Napatech A/S
- Type: Aktieselskab
- Traded as: OSE: NAPA
- Founded: 2003; 23 years ago
- Headquarters: Søborg, Denmark
- Area served: Worldwide
- Key people: Lars Boilesen (Chair); Kartik Srinivasan (CEO); Henrik Brill Jensen (COO);
- Products: SmartNICs
- Website: www.napatech.com

= Napatech =

Technology company based in Denmark

Napatech is a public company based in Denmark that develops and manufactures high speed network accelerators (SmartNICs) specifically designed for real-time network monitoring and analysis applications. The accelerators can be used in standard servers, allowing OEM vendors to build products using commercial off-the-shelf hardware. Examples of typical applications are network performance monitoring, test and measurement, security and optimization. Napatech's products are used in a variety of industries such as financial services, telecom, cloud and data center services, e-commerce and media, infrastructure and defense, as well as enterprise management and security.

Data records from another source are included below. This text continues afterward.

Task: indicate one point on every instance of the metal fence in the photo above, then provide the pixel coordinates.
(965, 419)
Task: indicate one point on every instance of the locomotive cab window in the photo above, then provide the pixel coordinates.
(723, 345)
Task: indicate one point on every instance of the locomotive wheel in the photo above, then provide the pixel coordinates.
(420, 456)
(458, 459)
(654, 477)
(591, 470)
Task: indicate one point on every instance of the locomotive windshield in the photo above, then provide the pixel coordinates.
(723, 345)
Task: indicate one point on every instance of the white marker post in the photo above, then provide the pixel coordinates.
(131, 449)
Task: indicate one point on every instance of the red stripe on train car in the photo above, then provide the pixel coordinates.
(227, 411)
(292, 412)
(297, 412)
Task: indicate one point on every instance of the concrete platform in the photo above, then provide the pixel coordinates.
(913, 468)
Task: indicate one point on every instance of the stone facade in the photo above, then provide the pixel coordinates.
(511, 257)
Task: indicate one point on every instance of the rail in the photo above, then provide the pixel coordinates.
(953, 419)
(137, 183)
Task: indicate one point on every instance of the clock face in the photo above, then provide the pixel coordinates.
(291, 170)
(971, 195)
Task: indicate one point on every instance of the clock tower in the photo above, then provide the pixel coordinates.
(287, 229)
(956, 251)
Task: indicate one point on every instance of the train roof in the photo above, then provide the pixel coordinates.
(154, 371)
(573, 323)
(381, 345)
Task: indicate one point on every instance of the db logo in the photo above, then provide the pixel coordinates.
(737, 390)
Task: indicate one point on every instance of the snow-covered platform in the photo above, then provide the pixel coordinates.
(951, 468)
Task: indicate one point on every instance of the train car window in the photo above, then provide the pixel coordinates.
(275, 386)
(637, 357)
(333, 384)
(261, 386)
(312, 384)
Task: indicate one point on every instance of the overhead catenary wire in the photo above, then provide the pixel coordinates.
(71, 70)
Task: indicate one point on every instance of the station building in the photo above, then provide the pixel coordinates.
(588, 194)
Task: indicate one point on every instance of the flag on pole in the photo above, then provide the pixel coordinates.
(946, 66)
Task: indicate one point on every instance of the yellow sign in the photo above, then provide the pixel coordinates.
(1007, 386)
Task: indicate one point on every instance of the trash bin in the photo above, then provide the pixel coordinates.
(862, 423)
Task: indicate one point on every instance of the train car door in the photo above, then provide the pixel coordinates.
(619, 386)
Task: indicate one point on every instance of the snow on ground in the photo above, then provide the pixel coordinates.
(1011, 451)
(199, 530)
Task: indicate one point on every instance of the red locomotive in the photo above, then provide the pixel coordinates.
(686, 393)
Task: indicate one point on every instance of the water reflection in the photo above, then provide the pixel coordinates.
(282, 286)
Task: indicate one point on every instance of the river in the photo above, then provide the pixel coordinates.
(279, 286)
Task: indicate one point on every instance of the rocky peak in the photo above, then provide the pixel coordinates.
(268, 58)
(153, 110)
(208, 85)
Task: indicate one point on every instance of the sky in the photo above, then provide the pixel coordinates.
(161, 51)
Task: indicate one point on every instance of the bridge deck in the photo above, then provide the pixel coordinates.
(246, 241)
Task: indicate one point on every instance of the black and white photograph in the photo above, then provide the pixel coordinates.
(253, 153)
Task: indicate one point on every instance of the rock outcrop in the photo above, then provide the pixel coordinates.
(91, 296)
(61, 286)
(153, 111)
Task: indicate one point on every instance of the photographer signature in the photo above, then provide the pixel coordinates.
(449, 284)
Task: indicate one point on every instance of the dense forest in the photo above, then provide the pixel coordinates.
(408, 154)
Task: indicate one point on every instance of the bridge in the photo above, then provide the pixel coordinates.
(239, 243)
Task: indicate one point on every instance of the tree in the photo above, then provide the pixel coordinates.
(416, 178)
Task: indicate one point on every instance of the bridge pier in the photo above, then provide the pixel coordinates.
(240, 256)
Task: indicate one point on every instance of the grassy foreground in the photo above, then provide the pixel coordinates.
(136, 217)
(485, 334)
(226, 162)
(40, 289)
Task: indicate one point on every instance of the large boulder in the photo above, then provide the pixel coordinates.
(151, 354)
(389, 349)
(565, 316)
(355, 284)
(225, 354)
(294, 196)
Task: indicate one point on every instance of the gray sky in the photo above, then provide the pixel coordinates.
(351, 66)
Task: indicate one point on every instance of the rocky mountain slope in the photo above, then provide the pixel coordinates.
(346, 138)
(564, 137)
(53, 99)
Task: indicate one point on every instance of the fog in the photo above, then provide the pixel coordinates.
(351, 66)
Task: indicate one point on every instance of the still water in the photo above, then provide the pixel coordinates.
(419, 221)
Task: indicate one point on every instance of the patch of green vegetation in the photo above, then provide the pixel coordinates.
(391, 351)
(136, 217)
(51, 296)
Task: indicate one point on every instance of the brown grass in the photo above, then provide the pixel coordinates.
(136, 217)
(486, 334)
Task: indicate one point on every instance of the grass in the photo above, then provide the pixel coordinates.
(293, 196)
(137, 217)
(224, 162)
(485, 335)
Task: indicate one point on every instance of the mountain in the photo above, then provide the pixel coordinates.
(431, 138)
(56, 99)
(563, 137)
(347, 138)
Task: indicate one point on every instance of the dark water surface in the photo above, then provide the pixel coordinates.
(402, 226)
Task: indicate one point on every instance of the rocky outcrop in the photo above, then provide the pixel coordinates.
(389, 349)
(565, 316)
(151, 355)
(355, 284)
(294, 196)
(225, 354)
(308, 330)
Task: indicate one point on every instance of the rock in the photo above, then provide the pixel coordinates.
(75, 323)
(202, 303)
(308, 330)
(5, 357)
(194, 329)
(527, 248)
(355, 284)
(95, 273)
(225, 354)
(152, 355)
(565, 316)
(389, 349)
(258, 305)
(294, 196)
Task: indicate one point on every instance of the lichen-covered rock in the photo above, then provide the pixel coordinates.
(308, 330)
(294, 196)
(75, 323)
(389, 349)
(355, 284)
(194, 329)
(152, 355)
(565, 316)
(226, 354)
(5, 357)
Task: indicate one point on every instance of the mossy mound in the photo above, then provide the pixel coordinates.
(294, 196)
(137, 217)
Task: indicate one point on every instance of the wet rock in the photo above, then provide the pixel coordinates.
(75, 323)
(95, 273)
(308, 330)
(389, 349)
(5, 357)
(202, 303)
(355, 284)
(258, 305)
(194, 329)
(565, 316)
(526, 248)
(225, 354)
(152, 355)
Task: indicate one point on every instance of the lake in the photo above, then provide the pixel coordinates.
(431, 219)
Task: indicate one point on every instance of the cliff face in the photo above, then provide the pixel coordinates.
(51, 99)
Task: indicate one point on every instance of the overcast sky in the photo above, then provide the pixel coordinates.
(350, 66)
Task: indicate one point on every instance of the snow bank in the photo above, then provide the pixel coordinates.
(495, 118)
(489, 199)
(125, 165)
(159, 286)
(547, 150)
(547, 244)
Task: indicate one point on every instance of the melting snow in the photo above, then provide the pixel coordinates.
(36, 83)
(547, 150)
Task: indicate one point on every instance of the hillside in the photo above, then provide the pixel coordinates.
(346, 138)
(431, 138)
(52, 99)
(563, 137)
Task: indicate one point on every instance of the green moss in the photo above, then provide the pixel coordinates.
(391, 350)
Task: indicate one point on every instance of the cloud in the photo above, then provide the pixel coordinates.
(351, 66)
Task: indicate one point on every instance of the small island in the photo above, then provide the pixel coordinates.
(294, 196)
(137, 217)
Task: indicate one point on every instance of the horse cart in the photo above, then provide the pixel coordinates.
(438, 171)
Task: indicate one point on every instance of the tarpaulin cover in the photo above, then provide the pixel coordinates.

The company, which is an OEM supplier with a base of over 140,000 ports deployed, enables network equipment manufacturers to provide visibility into the performance and operation of their customers' networks, applications and data services.

Napatech entered the Oslo Stock Exchange in December 2013.

==History==

===Early days===
Napatech was founded in January 2003 as a privately owned company by Jens Christophersen and Thomas Jørgensen, two Danish IT entrepreneurs who initially worked from an office at the Technical University of Denmark. They raised US$320,000 for prototype development of their first, programmable 10GbE accelerator. Christophersen and Jørgensen had identified a problem with the unprecedented growth of data, and their idea was that since Internet traffic roughly doubles every year, the hardware itself could not keep up with the rate of data growth. They also saw and understood the need for monitoring the performance of a network in order to enable the optimization of it and its applications.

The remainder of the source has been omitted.